What must feel like one of the longest waits for future sports bettors in Tennessee is finally ending: legal sports betting will launch this football season.
That’s according to Tennessee Education Lottery CEO Rebecca Hargrove, who said Tuesday that TN sports betting will begin by Nov. 1 at the latest. The board is still waiting on criminal background checks for the four operators that have applied, which should be in next month.
The launch is overdue at this point. Gov. Bill Lee let a sports betting bill become law without his signature in May 2019. In the 16 months since then Colorado, Illinois, Iowa, Michigan, Montana and New Hampshire all legalized and began sports betting.
But sports betting in Tennessee won’t look like any of those other states, at least not at first.
Tennessee sports betting market an outlier
Sports betting in Tennessee will likely feel like an experiment for the first year-plus of operations.
For starters, Tennessee is the only US sports betting state with an online-only format.

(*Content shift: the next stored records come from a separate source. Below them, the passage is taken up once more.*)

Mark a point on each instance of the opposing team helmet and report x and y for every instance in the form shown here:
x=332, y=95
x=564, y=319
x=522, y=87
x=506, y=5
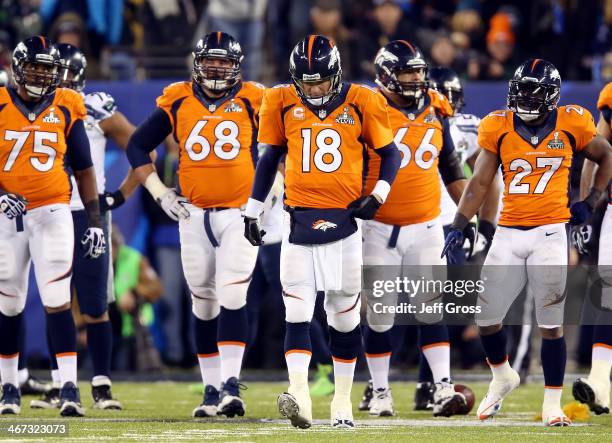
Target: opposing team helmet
x=313, y=60
x=72, y=61
x=220, y=46
x=36, y=66
x=446, y=81
x=396, y=57
x=534, y=89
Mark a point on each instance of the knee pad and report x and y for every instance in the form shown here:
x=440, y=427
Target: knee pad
x=205, y=307
x=343, y=312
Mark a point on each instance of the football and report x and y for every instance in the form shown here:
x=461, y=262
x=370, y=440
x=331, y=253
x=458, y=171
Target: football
x=469, y=398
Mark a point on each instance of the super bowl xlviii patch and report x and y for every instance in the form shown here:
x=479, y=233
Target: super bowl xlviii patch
x=233, y=106
x=556, y=142
x=51, y=117
x=345, y=118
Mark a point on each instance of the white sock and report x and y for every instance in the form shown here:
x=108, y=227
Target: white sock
x=298, y=362
x=24, y=374
x=66, y=364
x=378, y=364
x=438, y=357
x=343, y=378
x=8, y=369
x=210, y=367
x=56, y=382
x=552, y=398
x=231, y=359
x=501, y=369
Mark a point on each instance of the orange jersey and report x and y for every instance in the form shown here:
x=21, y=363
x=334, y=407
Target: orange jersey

It also doesn’t limit the number of operators, which means any operator with $750,000 a year can apply to land a license.
That means there should be some solid competition in the market with operators fighting to give bettors the best experience. Except that’s not entirely true.

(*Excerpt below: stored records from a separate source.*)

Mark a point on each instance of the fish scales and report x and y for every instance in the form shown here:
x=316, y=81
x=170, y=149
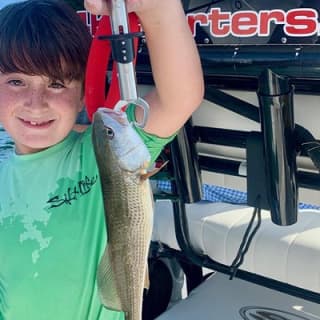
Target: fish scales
x=129, y=215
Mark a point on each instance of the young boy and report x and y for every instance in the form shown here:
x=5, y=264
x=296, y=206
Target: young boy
x=52, y=227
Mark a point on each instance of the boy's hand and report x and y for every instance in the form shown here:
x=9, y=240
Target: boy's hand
x=100, y=7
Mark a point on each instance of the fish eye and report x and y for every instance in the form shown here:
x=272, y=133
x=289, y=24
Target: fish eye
x=110, y=133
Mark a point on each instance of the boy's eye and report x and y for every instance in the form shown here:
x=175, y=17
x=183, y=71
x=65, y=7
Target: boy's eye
x=15, y=82
x=57, y=85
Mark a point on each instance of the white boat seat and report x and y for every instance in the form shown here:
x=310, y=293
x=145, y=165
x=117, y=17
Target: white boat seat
x=288, y=254
x=220, y=298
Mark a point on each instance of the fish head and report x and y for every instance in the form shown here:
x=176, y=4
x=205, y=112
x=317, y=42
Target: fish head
x=124, y=143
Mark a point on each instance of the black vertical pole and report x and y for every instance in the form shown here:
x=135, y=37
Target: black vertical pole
x=277, y=121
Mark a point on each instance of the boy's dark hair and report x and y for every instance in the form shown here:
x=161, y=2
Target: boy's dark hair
x=43, y=37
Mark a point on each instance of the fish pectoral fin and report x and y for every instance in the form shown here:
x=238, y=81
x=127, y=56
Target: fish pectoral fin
x=107, y=284
x=151, y=173
x=146, y=279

There are a few negatives in the bill, like a 20% tax rate and the required use of official league data. And then, of course, there’s the mandatory hold.
Tennessee requires 10% sports betting hold
Tennessee’s regulators capped the annual payout percentage of each sports betting operator at 90%. That means the state requires a minimum hold of 10% from every sports betting operator. At least the mandatory hold is down from the original 15% proposed.

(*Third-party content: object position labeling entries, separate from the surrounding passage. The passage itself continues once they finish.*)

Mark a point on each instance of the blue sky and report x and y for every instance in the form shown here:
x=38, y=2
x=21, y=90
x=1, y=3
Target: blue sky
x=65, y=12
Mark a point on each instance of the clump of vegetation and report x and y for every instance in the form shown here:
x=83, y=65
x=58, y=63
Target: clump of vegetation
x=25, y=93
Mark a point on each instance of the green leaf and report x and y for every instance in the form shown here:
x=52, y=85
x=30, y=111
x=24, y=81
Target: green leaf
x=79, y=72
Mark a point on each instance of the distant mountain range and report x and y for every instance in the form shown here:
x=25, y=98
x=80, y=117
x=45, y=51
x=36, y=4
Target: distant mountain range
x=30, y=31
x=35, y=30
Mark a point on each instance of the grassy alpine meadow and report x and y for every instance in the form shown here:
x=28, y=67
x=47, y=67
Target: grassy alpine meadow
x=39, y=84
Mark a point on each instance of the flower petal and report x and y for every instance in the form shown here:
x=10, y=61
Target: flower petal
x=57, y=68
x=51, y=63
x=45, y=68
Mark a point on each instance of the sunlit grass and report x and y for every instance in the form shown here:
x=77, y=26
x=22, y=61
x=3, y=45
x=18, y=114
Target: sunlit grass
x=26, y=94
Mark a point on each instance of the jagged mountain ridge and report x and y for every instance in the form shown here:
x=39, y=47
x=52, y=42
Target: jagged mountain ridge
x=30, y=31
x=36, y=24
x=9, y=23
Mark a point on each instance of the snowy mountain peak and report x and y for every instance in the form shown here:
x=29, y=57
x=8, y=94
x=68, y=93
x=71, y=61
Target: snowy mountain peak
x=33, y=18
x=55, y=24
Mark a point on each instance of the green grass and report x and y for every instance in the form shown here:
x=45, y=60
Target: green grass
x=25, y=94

It won’t be easy to hit that 10% threshold. According to the LSR sports betting revenue tracker, only Delaware and Mississippi have more than a 10% payout rate since June 2018. Delaware’s hold at 13.9% is particularly skewed because of the parlay cards it sells at lottery retailers.
The states with more than a billion dollars in sports betting handle since June 2018 – Nevada, New Jersey, Pennsylvania and Indiana – range from 6.1% to 8.2% holds.
And those books that don’t keep 10%? They could be looking at fees and license suspensions, as discussed in Tuesday’s Sports Wagering Advisory Council meeting.
Mandatory hold will hurt the market
There’s no question that forcing a 10% hold on sportsbooks will limit the Tennessee market.
Sportsbooks could be forced to juice sides beyond the standard -110 or inflate moneylines to protect the minimum hold. That could push bettors in the state to offshore operators that can offer better prices as they aren’t burdened by such hold requirements.
Gambling consultancy Eilers & Krejcik offered other negatives in a January report when the hold was still expected to be 15%:
- Fewer operators will be interested in the market.
- Lower per-customer spending and, in turn, player values.
- A slower overall growth rate for the market.
At the time, Eilers estimated Tennessee could cost itself $11 million because of the hold rule.